Integrating Trisurf for 3D Mesh Comparison in Domain D

[member 428835]

Hi PF!

I have a 3D mesh generated via the trisurf function, where they each have different node numbers, but are both defined over the same domain $D$. See attachments for clear image.

If the surfaces are $f1$ and $f2$, I'd like to compute $\iint_D(f1-f2)^2$ where $D = [0,2]\times[0,2]$ . Any idea how?

 

[kreil]

Here is an example on how to do a double numerical integration:
http://www.mathworks.com/help/matlab/ref/trapz.html#buakefe-1_1

The idea is that you express the integrand as a matrix of values, then call trapz the first time operating on the rows, then take that result and integrate a second time operating on the columns.
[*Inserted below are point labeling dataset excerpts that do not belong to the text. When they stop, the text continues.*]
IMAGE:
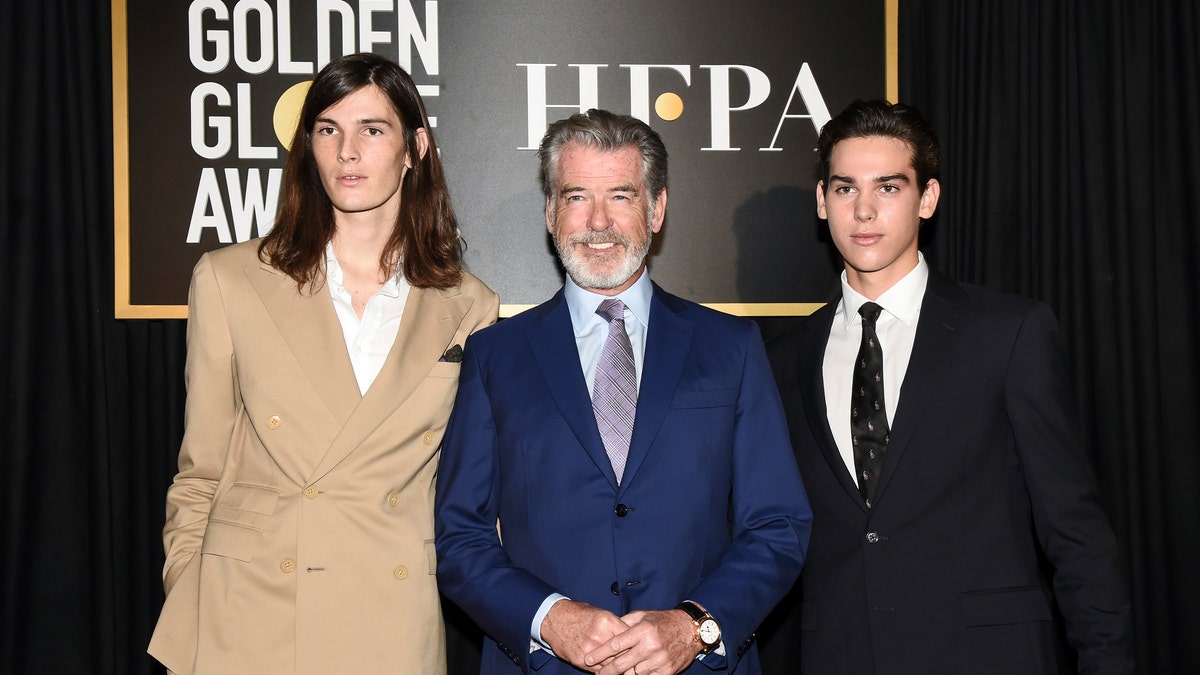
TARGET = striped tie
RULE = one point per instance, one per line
(615, 392)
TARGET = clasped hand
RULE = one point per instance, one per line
(641, 643)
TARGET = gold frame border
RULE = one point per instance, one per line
(739, 309)
(124, 309)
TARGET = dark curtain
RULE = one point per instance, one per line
(1072, 131)
(1072, 163)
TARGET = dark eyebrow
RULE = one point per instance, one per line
(363, 121)
(877, 180)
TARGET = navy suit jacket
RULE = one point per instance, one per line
(711, 507)
(983, 473)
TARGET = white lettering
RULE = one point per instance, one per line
(256, 207)
(367, 36)
(246, 148)
(241, 28)
(197, 36)
(325, 9)
(409, 37)
(221, 124)
(251, 205)
(813, 100)
(208, 201)
(720, 107)
(287, 66)
(535, 96)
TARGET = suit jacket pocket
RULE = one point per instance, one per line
(960, 388)
(237, 521)
(1002, 607)
(703, 399)
(445, 369)
(808, 615)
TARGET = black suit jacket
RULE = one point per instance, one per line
(983, 470)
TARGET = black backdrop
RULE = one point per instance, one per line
(1072, 131)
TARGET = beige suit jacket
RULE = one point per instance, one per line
(299, 529)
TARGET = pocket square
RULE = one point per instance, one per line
(454, 354)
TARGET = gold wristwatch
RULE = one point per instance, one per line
(708, 632)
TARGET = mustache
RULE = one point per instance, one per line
(606, 237)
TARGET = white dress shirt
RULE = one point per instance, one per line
(897, 329)
(367, 340)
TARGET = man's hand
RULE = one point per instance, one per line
(574, 629)
(661, 643)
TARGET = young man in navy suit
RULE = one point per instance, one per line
(617, 493)
(935, 429)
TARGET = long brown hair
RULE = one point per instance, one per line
(425, 238)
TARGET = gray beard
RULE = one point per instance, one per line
(583, 276)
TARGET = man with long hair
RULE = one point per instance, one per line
(322, 365)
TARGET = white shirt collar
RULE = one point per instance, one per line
(903, 300)
(334, 273)
(583, 304)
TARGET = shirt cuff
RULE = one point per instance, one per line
(535, 641)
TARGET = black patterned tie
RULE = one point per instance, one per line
(868, 416)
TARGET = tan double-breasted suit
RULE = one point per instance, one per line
(299, 529)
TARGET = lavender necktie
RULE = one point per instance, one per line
(615, 392)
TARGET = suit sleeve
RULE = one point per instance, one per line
(473, 568)
(210, 412)
(1068, 517)
(771, 514)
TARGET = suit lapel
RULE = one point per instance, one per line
(816, 408)
(937, 330)
(311, 330)
(430, 322)
(552, 342)
(667, 345)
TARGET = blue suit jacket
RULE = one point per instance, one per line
(983, 478)
(711, 507)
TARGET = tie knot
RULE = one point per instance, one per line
(612, 310)
(870, 312)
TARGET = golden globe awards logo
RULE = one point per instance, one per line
(255, 39)
(207, 95)
(669, 106)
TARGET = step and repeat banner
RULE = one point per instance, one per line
(205, 90)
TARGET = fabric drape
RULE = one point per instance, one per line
(1072, 143)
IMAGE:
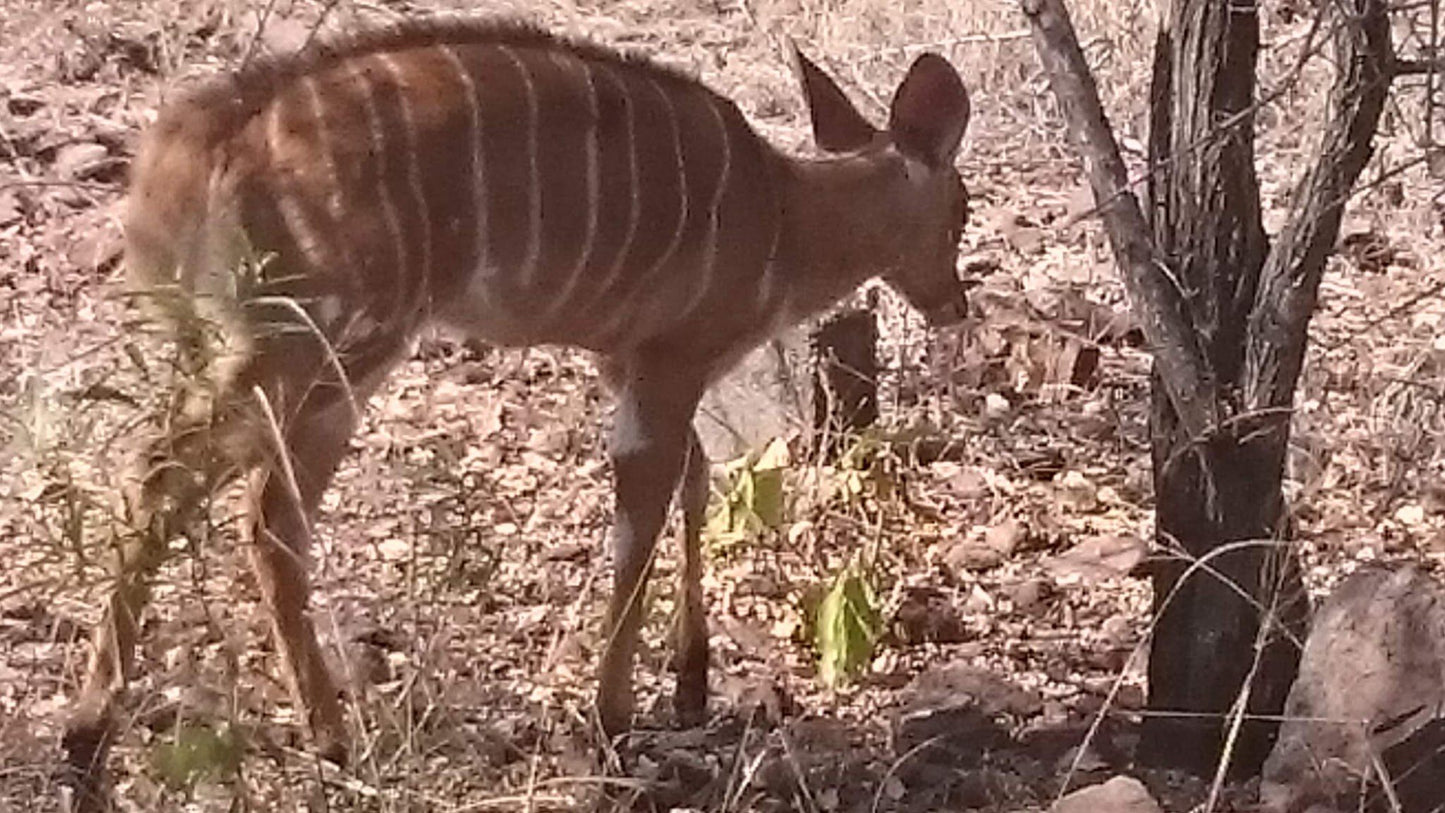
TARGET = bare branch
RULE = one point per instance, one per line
(1156, 299)
(1289, 282)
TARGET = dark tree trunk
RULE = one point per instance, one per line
(846, 377)
(1226, 316)
(1205, 220)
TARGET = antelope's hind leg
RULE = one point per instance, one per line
(691, 701)
(282, 501)
(650, 441)
(308, 394)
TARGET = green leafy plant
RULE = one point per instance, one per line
(847, 627)
(198, 753)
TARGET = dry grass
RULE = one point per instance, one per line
(460, 569)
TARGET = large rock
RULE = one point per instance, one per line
(1370, 698)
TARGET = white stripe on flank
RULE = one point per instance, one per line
(291, 212)
(529, 260)
(479, 174)
(682, 179)
(413, 172)
(627, 308)
(593, 182)
(635, 195)
(383, 195)
(710, 247)
(328, 158)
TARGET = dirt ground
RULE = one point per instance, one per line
(461, 563)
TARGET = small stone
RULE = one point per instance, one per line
(1119, 794)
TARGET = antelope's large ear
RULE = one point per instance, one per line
(929, 111)
(838, 127)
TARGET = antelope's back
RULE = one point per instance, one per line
(525, 188)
It looks something like this:

dx = 0.1;
dy = 0.1;
x = 0:dx:2;
y = 0:dy:2;
[X,Y] = meshgrid(x,y);   % create mesh
f1 = X.^2 + Y.^2;        % first surface defined on the mesh of (x,y) points
f2 = X.^2 + Y.^2 + 1;    % second surface
f = (f1 - f2).^2;        % integrand
Q = trapz(x,f,2);        % integrate wrt X
I = trapz(y,Q)           % integrate the result wrt Y

In this simple example you have the same surface separated vertically by 1 unit, so since the domain is a 2x2 square, you expect the integral to reproduce the volume of a 2x2x1 cube, which acts as a nice sanity check for the code above:

I =

    4

If the data you have for the surfaces is coarse, you can interpolate to define the surface on a finer mesh, then integrate the new surface.